Using capillary gas chromatography/mass spectrometry (GC-MS), it has been demonstrated that meadow fescue (Festuca pratensis) selectively produces lolines (mainly N-formyl-loline, then also N-acetyl-loline, N-acetyl-norloline, and traces of loline and N-methyl-loline) as a specific response to infection with the endophyte Acremonium uncinatum up to seed maturation.
For the life cycle of the polyphagous salt marsh moth Estigmene acrea, it has been outlined that larvae prefer food with an artificial enrichment of pyrrolizidine alkaloids, which they modify by specific esterification - supinidine ([(8S)-5, 6,7,8-tetrahydro-3H-pyrrolizin-1-yl]methanol) to estigmine (9-(2-hydroxy-3-methylbutanoyl)-supinidine) and retronecine to creatonotine (9-(2-hydroxy-3-methylbutanoyl)-retronecine), as well as other derivatives of these esters. In males, the creatonotines are direct precursors of the male mating pheromone hydroxydanaidal. Hartmann et al. discuss the results in terms of pheromone formation and the defensive role of pyrrolizidine alkaloids against predators and parasites.
Senecionine alkaloids are found as secondary metabolites in most species of the genus Greisweed (Senecio; Asteraceae) and serve as a chemical defense against herbivores. Twenty-four of the 26 species of Senecio jacobaea were analyzed by GC-MS and previously unknown compounds were identified. With one exception (senecivernine), all 26 alkaloids identified can be considered derivatives of senecionine with conversion of the necin base moiety retronecin to the otonecin moiety and specific epoxidations within the necin acid moiety. Other reactions include specific hydroxylations, sometimes followed by O-acetylations, specific dehydrogenations, E-/Z-isomerizations, and epoxide hydrolysis and chlorolysis. The results suggest that differences in alkaloid profiles in Senecio cannot be explained by the gain and loss of alkaloid-specific genes, but rather by switching gene expression of specific enzymes off and on.
= Other activities
=Starting in June 1984, he was Vice President of the Technical University of Braunschweig, in addition Dean of the Departments of Chemistry, Pharmacy and Biosciences, and Chairman of the Faculty of Natural Sciences.
He was involved in several scientific committees and societies, including the Scientific Advisory Board of the Leibniz Institute of Plant Biochemistry in Halle (Saale), the advisory board of the Max Planck Institute for Chemical Ecology in Jena, the advisory board of the Swiss National Centre of Competence in Research at the University of Neuchâtel, and the Commission of the Science Council for the Reform of State Examination Courses.
Hartmann also served on the supervisory board of the Gesellschaft für Biotechnologische Forschung (GBF; now Helmholtz Centre for Infection Research - HZI) and was a trusted lecturer of the Studienstiftung des Deutschen Volkes.
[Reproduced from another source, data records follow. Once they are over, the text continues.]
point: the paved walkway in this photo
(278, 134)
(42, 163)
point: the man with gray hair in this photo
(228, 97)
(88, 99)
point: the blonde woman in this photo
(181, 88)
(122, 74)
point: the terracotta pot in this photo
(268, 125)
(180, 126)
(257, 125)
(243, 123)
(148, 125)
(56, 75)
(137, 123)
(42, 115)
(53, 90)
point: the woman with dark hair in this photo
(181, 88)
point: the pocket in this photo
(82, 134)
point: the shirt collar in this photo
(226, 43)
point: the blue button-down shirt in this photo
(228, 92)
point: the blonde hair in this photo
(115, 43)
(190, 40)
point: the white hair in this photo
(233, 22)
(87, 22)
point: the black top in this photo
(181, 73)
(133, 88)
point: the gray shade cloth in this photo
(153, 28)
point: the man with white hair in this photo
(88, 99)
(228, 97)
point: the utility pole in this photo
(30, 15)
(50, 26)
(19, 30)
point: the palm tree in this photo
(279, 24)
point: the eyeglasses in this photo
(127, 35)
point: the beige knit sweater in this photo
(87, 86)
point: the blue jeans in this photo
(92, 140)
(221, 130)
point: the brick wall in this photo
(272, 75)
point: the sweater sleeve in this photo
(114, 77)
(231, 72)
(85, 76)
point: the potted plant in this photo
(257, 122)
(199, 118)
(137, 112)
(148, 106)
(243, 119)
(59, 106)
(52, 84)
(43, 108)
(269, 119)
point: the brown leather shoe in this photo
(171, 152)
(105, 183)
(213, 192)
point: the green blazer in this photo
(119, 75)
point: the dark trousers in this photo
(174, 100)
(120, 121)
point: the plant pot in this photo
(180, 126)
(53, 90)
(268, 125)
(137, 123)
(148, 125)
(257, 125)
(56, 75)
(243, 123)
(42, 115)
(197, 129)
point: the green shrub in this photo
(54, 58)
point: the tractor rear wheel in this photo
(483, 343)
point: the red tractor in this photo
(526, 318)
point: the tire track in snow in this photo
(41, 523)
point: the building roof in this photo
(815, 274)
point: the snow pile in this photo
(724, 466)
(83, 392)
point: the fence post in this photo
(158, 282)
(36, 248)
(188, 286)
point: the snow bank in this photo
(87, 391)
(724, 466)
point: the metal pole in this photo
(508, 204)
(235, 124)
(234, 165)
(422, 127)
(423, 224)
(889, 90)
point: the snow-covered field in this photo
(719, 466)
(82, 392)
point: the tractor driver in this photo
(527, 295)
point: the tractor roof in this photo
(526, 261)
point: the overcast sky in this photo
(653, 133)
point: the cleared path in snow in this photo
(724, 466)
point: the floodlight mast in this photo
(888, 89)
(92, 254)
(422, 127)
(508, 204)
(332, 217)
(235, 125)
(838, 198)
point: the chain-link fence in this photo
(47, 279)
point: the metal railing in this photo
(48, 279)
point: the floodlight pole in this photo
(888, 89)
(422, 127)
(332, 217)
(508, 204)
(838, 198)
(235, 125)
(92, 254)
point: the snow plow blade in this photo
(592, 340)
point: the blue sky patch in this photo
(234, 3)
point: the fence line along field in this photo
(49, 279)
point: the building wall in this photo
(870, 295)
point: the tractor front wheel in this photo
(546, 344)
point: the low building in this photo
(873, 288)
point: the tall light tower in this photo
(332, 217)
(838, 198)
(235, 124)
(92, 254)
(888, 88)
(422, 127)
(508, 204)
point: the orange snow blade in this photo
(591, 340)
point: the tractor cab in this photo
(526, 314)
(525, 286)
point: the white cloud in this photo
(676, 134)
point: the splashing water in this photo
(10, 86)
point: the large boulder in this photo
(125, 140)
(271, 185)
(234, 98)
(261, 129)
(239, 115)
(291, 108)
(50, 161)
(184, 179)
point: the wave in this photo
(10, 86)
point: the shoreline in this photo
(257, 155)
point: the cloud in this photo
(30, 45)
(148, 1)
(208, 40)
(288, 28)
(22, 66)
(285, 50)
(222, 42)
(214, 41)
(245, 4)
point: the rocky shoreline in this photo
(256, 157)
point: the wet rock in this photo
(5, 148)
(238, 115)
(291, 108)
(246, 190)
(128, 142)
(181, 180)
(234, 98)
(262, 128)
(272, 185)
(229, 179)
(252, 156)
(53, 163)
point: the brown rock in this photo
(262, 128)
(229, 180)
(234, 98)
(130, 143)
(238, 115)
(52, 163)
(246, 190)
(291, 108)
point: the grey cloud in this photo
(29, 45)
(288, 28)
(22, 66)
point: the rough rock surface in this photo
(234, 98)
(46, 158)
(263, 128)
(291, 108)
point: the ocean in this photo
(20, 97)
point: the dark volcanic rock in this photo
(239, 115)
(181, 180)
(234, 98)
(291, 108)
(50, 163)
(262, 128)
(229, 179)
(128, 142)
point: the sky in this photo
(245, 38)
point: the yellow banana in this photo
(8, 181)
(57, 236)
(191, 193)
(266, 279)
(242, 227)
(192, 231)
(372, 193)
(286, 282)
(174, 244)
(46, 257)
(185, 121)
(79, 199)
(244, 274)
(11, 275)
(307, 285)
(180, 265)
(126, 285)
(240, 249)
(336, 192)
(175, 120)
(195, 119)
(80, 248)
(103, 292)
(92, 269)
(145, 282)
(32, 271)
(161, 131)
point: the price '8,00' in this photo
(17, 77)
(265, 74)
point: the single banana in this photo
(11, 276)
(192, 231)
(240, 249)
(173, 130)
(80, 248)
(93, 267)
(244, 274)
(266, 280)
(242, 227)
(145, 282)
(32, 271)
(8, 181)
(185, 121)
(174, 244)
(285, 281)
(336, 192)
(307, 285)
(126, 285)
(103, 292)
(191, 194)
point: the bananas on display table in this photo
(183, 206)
In addition, he was a full member of the Braunschweig Scientific Society and, since 1999, a corresponding member of the Bavarian Academy of Sciences, as well as President of the International Society of Chemical Ecology.
On August 28, 2003, he was co-founder of the Förderkreis des Arzneipflanzengartens e.V. in Braunschweig and was elected as its first chairman.
= Award and honors
=Silver Medal Award of the International Society of Chemical Ecology (ISCE) in 1998
In Memory of Thomas Hartmann: Volume 45(2), February 2019 of the Journal of Chemical Ecology was dedicated to Thomas Hartmann.
= Selected publications
=T. Hartmann und Walter Eschrich: Stofftransport in Rotalgen in Planta, vol. 85(4), p. 303-312 [DOI: 10.1007/BF00381279]
T. Hartmann: From waste products to ecochemicals: Fifty years research of plant secondary metabolism in Phytochemistry, vol. 68 (2007), p. 2831–2846
Personal life
Thomas Hartmann and Erika Orth married in 1964. They had three children and eight grandchildren.